- Developer: Opera
- Release: 10 April 1995; 31 years ago
- Stable release: 136.0.6008.22 / 17 September 2026; 5 days ago
- Written in: C++
- Engines: Blink, V8
- Operating system: Android 10 and later; iOS 15 and later; iPadOS 15 and later; Linux; macOS 13 and later; Windows 10 and later;
- Available in: 42 languages
- Type: Web browser
- License: Freeware
- Website: www.opera.com

= Opera (web browser) =

Free web browser

Opera is a multi-platform web browser developed by its namesake company Opera. The current edition of the browser is based on Chromium. Opera is available on Windows, macOS, Linux, Android, and iOS (Safari WebKit engine). Opera offers two mobile versions, called Opera Mobile and Opera Mini.

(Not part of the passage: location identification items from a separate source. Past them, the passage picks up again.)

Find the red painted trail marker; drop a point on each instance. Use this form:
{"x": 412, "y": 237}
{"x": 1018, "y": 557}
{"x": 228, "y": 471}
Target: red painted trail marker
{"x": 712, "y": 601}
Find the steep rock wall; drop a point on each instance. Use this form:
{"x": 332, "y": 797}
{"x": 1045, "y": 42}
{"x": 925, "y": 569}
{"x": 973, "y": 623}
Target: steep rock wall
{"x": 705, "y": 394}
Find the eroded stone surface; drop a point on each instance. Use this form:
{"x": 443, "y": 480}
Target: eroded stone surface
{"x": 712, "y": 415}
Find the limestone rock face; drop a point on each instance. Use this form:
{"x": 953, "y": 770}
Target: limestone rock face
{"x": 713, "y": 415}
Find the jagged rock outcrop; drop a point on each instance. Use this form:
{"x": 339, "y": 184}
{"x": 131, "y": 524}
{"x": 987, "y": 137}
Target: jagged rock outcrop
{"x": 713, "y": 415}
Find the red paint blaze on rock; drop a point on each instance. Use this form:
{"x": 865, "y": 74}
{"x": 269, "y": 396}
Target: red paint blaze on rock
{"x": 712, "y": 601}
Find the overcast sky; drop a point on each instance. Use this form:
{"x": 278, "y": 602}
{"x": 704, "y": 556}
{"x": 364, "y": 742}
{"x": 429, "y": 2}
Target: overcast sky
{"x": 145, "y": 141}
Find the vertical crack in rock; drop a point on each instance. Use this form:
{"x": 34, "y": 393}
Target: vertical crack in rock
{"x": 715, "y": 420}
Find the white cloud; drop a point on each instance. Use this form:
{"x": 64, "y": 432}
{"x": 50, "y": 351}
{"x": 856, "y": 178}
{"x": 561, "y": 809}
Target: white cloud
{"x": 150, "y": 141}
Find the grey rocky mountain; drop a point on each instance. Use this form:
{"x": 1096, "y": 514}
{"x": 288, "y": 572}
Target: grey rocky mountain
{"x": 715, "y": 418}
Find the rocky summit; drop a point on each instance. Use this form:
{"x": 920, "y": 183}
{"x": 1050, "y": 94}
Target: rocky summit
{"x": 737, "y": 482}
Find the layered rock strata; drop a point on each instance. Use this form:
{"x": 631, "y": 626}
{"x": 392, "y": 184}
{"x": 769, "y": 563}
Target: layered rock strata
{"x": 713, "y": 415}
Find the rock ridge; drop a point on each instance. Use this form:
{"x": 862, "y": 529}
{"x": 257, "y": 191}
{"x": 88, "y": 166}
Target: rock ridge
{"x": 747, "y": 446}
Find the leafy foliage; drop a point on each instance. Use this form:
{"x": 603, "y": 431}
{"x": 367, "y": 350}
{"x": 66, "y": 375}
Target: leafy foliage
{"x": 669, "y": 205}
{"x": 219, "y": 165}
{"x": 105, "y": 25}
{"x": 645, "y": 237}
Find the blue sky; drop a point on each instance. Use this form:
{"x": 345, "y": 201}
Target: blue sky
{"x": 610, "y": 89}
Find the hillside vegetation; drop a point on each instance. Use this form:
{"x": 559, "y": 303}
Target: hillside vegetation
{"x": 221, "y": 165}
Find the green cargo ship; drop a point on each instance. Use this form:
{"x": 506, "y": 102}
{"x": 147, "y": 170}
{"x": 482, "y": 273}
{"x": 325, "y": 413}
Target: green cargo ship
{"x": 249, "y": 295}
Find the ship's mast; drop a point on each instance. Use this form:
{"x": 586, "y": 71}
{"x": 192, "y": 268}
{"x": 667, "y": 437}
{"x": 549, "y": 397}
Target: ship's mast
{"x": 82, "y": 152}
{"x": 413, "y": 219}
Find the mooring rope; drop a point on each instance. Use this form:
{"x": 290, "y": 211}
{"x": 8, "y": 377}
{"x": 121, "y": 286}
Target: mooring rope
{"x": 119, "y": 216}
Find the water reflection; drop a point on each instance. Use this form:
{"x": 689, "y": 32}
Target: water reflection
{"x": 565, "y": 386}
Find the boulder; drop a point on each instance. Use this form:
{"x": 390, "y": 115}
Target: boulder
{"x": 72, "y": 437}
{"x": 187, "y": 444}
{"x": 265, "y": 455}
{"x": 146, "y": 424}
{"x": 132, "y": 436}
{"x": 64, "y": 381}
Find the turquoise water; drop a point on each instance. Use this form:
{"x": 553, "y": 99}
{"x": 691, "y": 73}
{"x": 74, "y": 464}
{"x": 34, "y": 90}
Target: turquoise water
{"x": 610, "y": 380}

Opera was first developed at Telenor as part of the MultiTorg project. After four beta versions, the first stable version was released on 10 April 1995, making it one of the oldest desktop web browsers to exist. It was commercial software for its first ten years and had its own proprietary layout engine, Presto. In 2013, it switched from the Presto engine to Chromium.

In 2019, Opera introduced Opera GX, a gaming-themed version of Opera with additional gaming-related features. The browser has a feature called mods which made it possible to change the look of the browser with dynamic backgrounds, custom Opera logos, etc.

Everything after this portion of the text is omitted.